Hubungan antara [X] dan {X} bersifat simetris dan langsung dapat dipahami begitu keduanya didefinisikan berdampingan. Kurung siku dan kurung kurawal adalah pasangan visual yang wajar: keduanya kurung, tapi berbeda bentuk, persis seperti molar dan molal yang konsep dasarnya mirip namun berbeda penyebut (volume vs massa pelarut).

Perbandingan dalam Persamaan

Penulisan Lama (Ambigu)
Molaritas: M = \(\dfrac{n}{V}\)

Molalitas: m = \(\dfrac{n}{m_p}\)

M dan m saling ambigu dengan besaran lain; m bahkan bertabrakan dengan dirinya sendiri di dua sisi persamaan
Penulisan Baru (Jelas)
Molaritas: [X] = \(\dfrac{n}{V}\)

Molalitas: {X} = \(\dfrac{n}{m_p}\)

Tidak ada tabrakan. m pada mp jelas sebagai massa, bukan molalitas

Perhatikan betapa penyelesaian soal menjadi jauh lebih bersih. Ketika {X} dipakai untuk molalitas, huruf m dalam persamaan yang sama bebas digunakan secara eksklusif untuk massa, sehingga mt dan mp tidak lagi berdesakan maknanya dengan simbol molalitas.

Contoh Penggunaan Konkret

Soal: Tentukan penurunan titik beku larutan urea (Mr = 60) jika 30 g urea dilarutkan dalam 500 g air. Kf air = 1,86 °C·kg/mol.
Penyelesaian dengan notasi baru:

\(n_{\text{urea}} = \dfrac{m}{M_m} = \dfrac{30~g}{60~g/mol} = 0,5 mol\)

{urea} = \(\dfrac{n}{m_p} = \dfrac{0,5~mol}{0,5~kg}\) = 1 mol/kg

ΔTf = Kf × {urea} = 1,86°C·kg/mol × 1 mol/kg = 1,86 °C

Setiap simbol m dalam penyelesaian ini merujuk pada massa, bukan molalitas. Molalitas dinyatakan dengan {urea} secara eksplisit dan tidak ambigu.

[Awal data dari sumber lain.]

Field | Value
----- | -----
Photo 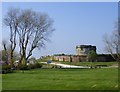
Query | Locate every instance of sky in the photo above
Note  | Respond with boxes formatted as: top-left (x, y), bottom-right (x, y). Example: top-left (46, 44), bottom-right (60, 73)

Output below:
top-left (2, 2), bottom-right (118, 58)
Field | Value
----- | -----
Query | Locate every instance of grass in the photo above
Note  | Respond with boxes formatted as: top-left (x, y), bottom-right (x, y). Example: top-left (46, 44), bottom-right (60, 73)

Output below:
top-left (2, 68), bottom-right (118, 90)
top-left (53, 61), bottom-right (118, 66)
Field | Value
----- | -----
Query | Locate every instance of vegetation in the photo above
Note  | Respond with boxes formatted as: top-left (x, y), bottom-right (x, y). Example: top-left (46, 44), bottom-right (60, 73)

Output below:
top-left (49, 61), bottom-right (118, 66)
top-left (2, 68), bottom-right (118, 90)
top-left (2, 8), bottom-right (54, 67)
top-left (87, 50), bottom-right (97, 62)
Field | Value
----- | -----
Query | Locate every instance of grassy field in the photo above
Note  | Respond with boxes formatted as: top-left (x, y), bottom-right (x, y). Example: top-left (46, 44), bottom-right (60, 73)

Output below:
top-left (2, 68), bottom-right (118, 90)
top-left (53, 61), bottom-right (118, 66)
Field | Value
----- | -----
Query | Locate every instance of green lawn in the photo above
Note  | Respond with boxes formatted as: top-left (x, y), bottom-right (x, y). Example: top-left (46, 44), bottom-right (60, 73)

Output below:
top-left (2, 68), bottom-right (118, 90)
top-left (53, 61), bottom-right (118, 66)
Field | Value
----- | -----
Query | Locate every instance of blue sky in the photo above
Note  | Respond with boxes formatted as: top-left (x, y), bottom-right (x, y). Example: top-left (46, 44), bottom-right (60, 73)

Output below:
top-left (2, 2), bottom-right (118, 58)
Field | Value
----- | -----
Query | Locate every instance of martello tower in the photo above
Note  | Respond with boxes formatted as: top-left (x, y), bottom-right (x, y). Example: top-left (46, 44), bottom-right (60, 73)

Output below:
top-left (76, 45), bottom-right (96, 55)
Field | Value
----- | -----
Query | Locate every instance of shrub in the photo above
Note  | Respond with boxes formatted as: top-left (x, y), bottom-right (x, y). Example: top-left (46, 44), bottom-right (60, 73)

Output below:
top-left (35, 63), bottom-right (42, 68)
top-left (18, 64), bottom-right (29, 70)
top-left (2, 65), bottom-right (13, 74)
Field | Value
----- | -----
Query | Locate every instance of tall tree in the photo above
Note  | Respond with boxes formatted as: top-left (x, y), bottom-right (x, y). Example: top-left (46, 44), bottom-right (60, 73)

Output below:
top-left (103, 20), bottom-right (120, 61)
top-left (5, 8), bottom-right (54, 63)
top-left (4, 8), bottom-right (19, 67)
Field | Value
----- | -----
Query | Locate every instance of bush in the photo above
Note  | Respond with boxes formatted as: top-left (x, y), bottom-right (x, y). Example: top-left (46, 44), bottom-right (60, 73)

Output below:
top-left (18, 64), bottom-right (29, 70)
top-left (2, 65), bottom-right (13, 74)
top-left (18, 63), bottom-right (42, 70)
top-left (35, 63), bottom-right (42, 68)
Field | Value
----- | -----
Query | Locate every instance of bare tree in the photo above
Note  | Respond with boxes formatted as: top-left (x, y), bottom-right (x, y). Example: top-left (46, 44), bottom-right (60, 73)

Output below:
top-left (1, 40), bottom-right (8, 61)
top-left (103, 21), bottom-right (120, 61)
top-left (3, 8), bottom-right (19, 67)
top-left (5, 9), bottom-right (54, 63)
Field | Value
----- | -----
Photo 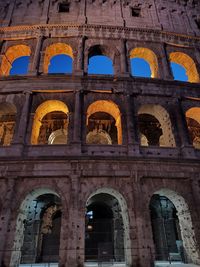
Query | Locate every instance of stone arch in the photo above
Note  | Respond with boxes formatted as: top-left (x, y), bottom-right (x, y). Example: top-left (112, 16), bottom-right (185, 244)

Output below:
top-left (0, 102), bottom-right (17, 146)
top-left (151, 188), bottom-right (200, 264)
top-left (31, 100), bottom-right (69, 145)
top-left (185, 107), bottom-right (200, 149)
top-left (86, 187), bottom-right (132, 266)
top-left (86, 100), bottom-right (122, 145)
top-left (43, 43), bottom-right (74, 73)
top-left (0, 44), bottom-right (31, 76)
top-left (10, 187), bottom-right (61, 266)
top-left (130, 47), bottom-right (159, 78)
top-left (138, 104), bottom-right (176, 147)
top-left (169, 52), bottom-right (199, 83)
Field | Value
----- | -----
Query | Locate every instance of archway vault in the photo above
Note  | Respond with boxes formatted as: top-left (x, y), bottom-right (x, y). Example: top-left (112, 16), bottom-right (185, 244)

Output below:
top-left (169, 52), bottom-right (199, 83)
top-left (138, 104), bottom-right (176, 147)
top-left (0, 44), bottom-right (31, 76)
top-left (31, 100), bottom-right (69, 145)
top-left (86, 100), bottom-right (122, 145)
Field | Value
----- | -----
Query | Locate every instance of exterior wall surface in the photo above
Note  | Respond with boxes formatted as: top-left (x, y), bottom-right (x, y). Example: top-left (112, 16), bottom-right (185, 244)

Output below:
top-left (0, 0), bottom-right (200, 267)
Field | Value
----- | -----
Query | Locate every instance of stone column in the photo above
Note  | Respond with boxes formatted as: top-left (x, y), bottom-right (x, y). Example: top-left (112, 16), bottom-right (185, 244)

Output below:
top-left (120, 39), bottom-right (130, 77)
top-left (195, 48), bottom-right (200, 82)
top-left (40, 0), bottom-right (50, 24)
top-left (158, 44), bottom-right (174, 80)
top-left (0, 177), bottom-right (15, 266)
top-left (172, 99), bottom-right (195, 157)
top-left (38, 51), bottom-right (45, 74)
top-left (73, 91), bottom-right (81, 146)
top-left (29, 36), bottom-right (43, 75)
top-left (74, 36), bottom-right (85, 75)
top-left (1, 0), bottom-right (16, 27)
top-left (65, 176), bottom-right (85, 267)
top-left (125, 95), bottom-right (139, 155)
top-left (13, 92), bottom-right (31, 147)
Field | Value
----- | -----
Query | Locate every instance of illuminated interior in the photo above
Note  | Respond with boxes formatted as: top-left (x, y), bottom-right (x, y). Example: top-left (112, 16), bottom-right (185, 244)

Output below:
top-left (86, 100), bottom-right (122, 145)
top-left (186, 107), bottom-right (200, 149)
top-left (169, 52), bottom-right (199, 83)
top-left (0, 45), bottom-right (31, 76)
top-left (130, 47), bottom-right (159, 78)
top-left (0, 103), bottom-right (17, 146)
top-left (31, 100), bottom-right (69, 145)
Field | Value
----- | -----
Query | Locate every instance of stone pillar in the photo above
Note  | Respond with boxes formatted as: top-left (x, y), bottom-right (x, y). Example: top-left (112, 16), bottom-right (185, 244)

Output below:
top-left (120, 39), bottom-right (130, 77)
top-left (73, 91), bottom-right (81, 143)
top-left (0, 177), bottom-right (15, 266)
top-left (1, 0), bottom-right (16, 27)
top-left (195, 48), bottom-right (200, 81)
top-left (40, 0), bottom-right (50, 24)
top-left (13, 92), bottom-right (31, 147)
top-left (158, 44), bottom-right (174, 80)
top-left (125, 95), bottom-right (139, 155)
top-left (65, 176), bottom-right (85, 267)
top-left (38, 51), bottom-right (45, 74)
top-left (133, 182), bottom-right (155, 267)
top-left (172, 99), bottom-right (195, 157)
top-left (29, 36), bottom-right (43, 75)
top-left (74, 36), bottom-right (85, 75)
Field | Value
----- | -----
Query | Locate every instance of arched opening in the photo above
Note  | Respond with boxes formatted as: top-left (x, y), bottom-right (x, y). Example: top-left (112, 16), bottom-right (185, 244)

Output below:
top-left (10, 56), bottom-right (30, 75)
top-left (0, 102), bottom-right (17, 146)
top-left (10, 189), bottom-right (62, 266)
top-left (171, 62), bottom-right (188, 82)
top-left (88, 45), bottom-right (114, 75)
top-left (85, 188), bottom-right (131, 266)
top-left (31, 100), bottom-right (69, 145)
top-left (169, 52), bottom-right (199, 83)
top-left (150, 189), bottom-right (199, 264)
top-left (48, 55), bottom-right (73, 74)
top-left (131, 58), bottom-right (151, 78)
top-left (138, 104), bottom-right (176, 147)
top-left (86, 100), bottom-right (122, 145)
top-left (186, 107), bottom-right (200, 149)
top-left (44, 43), bottom-right (74, 73)
top-left (1, 45), bottom-right (31, 76)
top-left (130, 47), bottom-right (159, 78)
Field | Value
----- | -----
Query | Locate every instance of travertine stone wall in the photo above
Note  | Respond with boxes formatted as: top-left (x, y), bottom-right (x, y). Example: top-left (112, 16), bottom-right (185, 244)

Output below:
top-left (0, 0), bottom-right (200, 267)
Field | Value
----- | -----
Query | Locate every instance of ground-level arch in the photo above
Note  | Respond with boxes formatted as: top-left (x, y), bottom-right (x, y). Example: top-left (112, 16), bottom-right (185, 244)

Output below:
top-left (85, 187), bottom-right (132, 266)
top-left (150, 188), bottom-right (200, 264)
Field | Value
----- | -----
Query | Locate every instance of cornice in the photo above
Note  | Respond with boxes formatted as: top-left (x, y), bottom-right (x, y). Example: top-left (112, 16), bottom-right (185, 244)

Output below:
top-left (0, 23), bottom-right (200, 43)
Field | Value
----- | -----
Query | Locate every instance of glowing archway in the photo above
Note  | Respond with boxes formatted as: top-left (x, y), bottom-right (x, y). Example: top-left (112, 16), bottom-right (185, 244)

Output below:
top-left (44, 43), bottom-right (74, 73)
top-left (185, 107), bottom-right (200, 149)
top-left (0, 45), bottom-right (31, 76)
top-left (130, 47), bottom-right (159, 78)
top-left (169, 52), bottom-right (199, 83)
top-left (87, 100), bottom-right (122, 145)
top-left (31, 100), bottom-right (69, 145)
top-left (10, 188), bottom-right (62, 266)
top-left (0, 102), bottom-right (17, 146)
top-left (138, 104), bottom-right (176, 147)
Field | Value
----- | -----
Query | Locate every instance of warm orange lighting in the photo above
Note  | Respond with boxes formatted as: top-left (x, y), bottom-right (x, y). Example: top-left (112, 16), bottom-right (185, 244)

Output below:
top-left (169, 52), bottom-right (199, 83)
top-left (31, 100), bottom-right (69, 145)
top-left (87, 100), bottom-right (122, 145)
top-left (0, 45), bottom-right (31, 76)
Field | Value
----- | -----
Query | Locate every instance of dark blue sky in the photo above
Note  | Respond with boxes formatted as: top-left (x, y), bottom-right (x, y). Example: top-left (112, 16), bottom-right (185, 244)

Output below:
top-left (10, 55), bottom-right (188, 81)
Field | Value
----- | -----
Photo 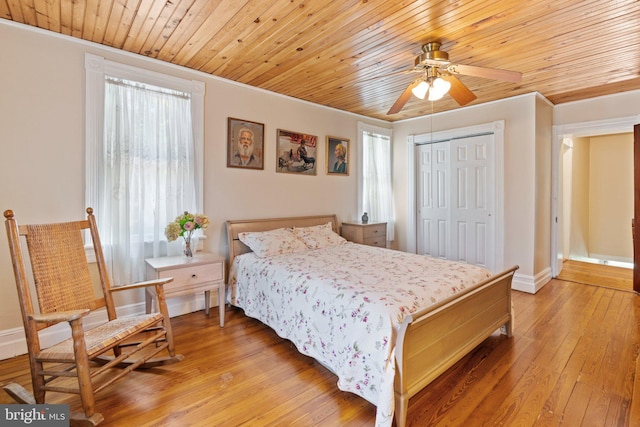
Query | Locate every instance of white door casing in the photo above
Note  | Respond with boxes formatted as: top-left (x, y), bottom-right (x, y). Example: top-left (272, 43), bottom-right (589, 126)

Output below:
top-left (416, 134), bottom-right (496, 270)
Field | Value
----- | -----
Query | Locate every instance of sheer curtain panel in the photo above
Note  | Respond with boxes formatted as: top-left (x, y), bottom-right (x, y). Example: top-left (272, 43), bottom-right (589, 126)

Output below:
top-left (85, 54), bottom-right (204, 285)
top-left (361, 130), bottom-right (395, 241)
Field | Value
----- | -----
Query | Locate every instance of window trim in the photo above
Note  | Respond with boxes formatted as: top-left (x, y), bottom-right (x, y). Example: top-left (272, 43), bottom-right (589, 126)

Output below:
top-left (84, 53), bottom-right (205, 219)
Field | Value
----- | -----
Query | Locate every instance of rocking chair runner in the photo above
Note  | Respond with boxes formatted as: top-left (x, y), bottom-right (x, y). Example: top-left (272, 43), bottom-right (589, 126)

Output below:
top-left (4, 208), bottom-right (183, 426)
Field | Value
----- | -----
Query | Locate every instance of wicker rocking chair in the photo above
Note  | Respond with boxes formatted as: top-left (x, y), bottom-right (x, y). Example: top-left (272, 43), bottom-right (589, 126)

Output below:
top-left (4, 208), bottom-right (183, 426)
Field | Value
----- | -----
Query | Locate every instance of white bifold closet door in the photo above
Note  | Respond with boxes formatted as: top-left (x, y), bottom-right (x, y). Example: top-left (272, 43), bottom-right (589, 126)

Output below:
top-left (416, 134), bottom-right (496, 271)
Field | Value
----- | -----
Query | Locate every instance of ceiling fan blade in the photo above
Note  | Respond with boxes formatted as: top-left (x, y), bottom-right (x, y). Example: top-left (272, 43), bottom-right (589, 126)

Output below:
top-left (387, 79), bottom-right (421, 115)
top-left (447, 65), bottom-right (522, 83)
top-left (440, 75), bottom-right (477, 106)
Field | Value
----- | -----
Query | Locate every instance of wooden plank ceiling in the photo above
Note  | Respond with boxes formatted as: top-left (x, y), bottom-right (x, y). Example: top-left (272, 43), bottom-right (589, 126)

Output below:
top-left (0, 0), bottom-right (640, 121)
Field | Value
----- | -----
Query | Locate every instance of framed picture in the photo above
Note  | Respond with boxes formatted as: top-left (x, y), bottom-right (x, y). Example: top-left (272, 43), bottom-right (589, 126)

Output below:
top-left (276, 129), bottom-right (318, 175)
top-left (227, 117), bottom-right (264, 169)
top-left (327, 136), bottom-right (349, 176)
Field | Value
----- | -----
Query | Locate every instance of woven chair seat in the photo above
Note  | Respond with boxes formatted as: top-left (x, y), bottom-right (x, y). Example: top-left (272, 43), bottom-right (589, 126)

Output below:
top-left (37, 313), bottom-right (162, 362)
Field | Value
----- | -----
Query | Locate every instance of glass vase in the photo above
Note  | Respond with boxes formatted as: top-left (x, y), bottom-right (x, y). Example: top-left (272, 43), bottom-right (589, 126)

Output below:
top-left (184, 237), bottom-right (193, 259)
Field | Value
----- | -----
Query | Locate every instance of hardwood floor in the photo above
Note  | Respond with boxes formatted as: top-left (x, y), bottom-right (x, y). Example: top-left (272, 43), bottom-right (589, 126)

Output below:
top-left (558, 260), bottom-right (633, 292)
top-left (0, 280), bottom-right (640, 427)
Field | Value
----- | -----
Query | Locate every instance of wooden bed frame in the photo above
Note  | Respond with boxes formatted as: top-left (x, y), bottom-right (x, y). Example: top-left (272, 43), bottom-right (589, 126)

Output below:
top-left (227, 215), bottom-right (518, 427)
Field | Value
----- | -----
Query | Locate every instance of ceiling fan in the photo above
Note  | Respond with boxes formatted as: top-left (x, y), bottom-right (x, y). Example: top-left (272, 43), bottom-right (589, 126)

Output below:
top-left (387, 41), bottom-right (522, 114)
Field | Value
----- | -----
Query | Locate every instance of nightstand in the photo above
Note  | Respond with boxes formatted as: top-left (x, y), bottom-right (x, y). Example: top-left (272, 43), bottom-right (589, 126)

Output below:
top-left (145, 252), bottom-right (226, 327)
top-left (341, 222), bottom-right (387, 248)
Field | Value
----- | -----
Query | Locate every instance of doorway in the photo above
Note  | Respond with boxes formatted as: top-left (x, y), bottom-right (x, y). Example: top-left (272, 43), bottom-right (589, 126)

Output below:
top-left (416, 133), bottom-right (496, 271)
top-left (407, 120), bottom-right (504, 270)
top-left (551, 116), bottom-right (638, 277)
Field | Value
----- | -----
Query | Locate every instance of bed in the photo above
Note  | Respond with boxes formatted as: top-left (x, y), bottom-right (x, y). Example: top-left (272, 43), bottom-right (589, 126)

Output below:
top-left (227, 215), bottom-right (518, 427)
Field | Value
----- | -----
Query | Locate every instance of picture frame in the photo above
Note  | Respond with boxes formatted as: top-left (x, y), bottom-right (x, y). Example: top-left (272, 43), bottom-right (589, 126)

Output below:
top-left (276, 129), bottom-right (318, 175)
top-left (326, 136), bottom-right (351, 176)
top-left (227, 117), bottom-right (264, 170)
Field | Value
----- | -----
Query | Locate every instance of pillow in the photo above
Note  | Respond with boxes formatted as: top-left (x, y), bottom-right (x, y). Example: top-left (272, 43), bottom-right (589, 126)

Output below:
top-left (238, 228), bottom-right (307, 258)
top-left (293, 222), bottom-right (347, 249)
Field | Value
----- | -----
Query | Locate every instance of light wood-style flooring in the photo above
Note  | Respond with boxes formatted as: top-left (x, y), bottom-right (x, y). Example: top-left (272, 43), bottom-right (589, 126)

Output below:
top-left (0, 268), bottom-right (640, 427)
top-left (558, 260), bottom-right (633, 292)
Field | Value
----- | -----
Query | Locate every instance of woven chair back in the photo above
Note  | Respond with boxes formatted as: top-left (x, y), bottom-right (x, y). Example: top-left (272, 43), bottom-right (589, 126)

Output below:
top-left (26, 222), bottom-right (96, 313)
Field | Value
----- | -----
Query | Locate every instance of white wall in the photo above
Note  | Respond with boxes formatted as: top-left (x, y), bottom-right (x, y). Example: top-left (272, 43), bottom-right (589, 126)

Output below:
top-left (0, 20), bottom-right (384, 335)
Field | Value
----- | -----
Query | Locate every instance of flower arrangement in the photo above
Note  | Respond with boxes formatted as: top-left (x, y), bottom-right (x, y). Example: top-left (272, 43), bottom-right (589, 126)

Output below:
top-left (164, 211), bottom-right (209, 257)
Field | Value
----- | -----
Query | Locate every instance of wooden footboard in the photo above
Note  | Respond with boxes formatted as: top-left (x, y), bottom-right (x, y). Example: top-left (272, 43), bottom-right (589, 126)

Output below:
top-left (395, 266), bottom-right (518, 427)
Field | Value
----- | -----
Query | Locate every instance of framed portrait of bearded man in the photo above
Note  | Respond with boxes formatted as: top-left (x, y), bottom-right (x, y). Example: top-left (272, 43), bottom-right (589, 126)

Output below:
top-left (227, 117), bottom-right (264, 169)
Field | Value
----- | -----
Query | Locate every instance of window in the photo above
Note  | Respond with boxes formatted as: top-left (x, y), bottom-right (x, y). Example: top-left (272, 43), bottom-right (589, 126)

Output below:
top-left (358, 123), bottom-right (395, 241)
top-left (85, 55), bottom-right (204, 284)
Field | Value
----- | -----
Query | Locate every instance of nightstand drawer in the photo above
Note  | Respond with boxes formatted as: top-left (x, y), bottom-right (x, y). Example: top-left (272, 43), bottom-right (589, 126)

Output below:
top-left (362, 223), bottom-right (387, 244)
top-left (342, 222), bottom-right (387, 248)
top-left (159, 263), bottom-right (222, 289)
top-left (145, 252), bottom-right (226, 327)
top-left (362, 235), bottom-right (387, 249)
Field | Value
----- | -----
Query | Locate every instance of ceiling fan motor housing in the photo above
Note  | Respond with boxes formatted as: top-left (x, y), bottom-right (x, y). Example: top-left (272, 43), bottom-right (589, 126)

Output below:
top-left (415, 42), bottom-right (449, 67)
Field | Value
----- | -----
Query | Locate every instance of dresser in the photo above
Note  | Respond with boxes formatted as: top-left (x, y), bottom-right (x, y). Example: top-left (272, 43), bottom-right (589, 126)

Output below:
top-left (342, 222), bottom-right (387, 248)
top-left (145, 252), bottom-right (226, 327)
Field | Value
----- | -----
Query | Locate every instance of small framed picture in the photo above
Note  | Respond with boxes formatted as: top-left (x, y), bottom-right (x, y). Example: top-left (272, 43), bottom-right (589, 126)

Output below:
top-left (227, 117), bottom-right (264, 169)
top-left (276, 129), bottom-right (318, 175)
top-left (326, 136), bottom-right (350, 176)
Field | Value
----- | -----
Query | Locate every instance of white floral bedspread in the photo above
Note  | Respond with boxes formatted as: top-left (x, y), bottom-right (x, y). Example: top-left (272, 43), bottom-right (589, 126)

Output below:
top-left (229, 243), bottom-right (491, 427)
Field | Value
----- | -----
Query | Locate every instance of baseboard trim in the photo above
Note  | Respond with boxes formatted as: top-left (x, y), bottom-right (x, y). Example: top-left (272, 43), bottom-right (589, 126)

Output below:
top-left (0, 290), bottom-right (218, 360)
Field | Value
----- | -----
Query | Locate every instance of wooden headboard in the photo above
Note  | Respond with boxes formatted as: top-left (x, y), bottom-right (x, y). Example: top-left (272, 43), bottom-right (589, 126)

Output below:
top-left (227, 215), bottom-right (339, 267)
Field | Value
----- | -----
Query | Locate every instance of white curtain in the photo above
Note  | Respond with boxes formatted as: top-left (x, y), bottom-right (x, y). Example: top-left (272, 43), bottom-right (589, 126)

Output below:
top-left (96, 77), bottom-right (196, 284)
top-left (362, 131), bottom-right (395, 241)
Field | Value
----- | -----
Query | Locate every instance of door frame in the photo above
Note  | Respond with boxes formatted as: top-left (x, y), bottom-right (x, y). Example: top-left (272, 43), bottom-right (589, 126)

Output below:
top-left (632, 122), bottom-right (640, 293)
top-left (406, 120), bottom-right (505, 269)
top-left (550, 115), bottom-right (640, 280)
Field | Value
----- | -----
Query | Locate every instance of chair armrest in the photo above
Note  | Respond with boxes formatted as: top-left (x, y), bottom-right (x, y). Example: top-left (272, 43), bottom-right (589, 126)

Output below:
top-left (111, 277), bottom-right (173, 292)
top-left (29, 309), bottom-right (90, 324)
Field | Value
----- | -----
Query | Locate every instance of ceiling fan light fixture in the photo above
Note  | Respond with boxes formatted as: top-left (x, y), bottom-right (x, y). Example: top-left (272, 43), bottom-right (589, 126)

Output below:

6. Keunggulan {X} secara Sistematis

  • Bebas dari semua tabrakan huruf m. Karena {X} bukan huruf, tidak ada tabrakan dengan massa, massa terlarut, atau massa pelarut. Huruf m dalam persamaan yang sama bisa dipakai secara eksklusif untuk massa tanpa kebingungan.
  • Analogi langsung dengan [X] yang sudah baku. Pembaca yang sudah mengenal [X] untuk molaritas hanya butuh satu kalimat penjelasan untuk memahami {X} sebagai molalitas. Kurung berbeda, konsep serupa, perbedaan langsung terasa intuitif.
  • Identitas zat langsung terlihat. {NaCl} langsung terbaca sebagai molalitas NaCl tanpa perlu mendefinisikan ulang variabel. Ini menghilangkan satu sumber ambiguitas yang sering muncul dalam penyelesaian soal panjang.
  • Mudah ditulis tangan dan diketik. Kurung kurawal tersedia di semua keyboard standar tanpa kombinasi tombol khusus. Penulisan tangan juga tidak memerlukan keahlian kaligrafi apapun.
  • Lebih intuitif dari rekomendasi IUPAC (simbol b). Simbol b tidak punya hubungan fonetis dengan kata "molal" dalam bahasa manapun dan terbukti tidak diadopsi komunitas. Kurung kurawal tidak memerlukan jangkar fonetis karena maknanya dibawa oleh bentuk kurung, bukan oleh huruf di dalamnya.
  • Aman di medium tulisan tangan dan dokumen digital. Di MS Word, Google Docs, dan penulisan tangan, {X} tidak menimbulkan masalah apapun. Di KaTeX/LaTeX perlu penulisan \{X\} dengan backslash escape, namun ini hanya beban teknis di sisi admin penulisan, bukan di sisi pembaca.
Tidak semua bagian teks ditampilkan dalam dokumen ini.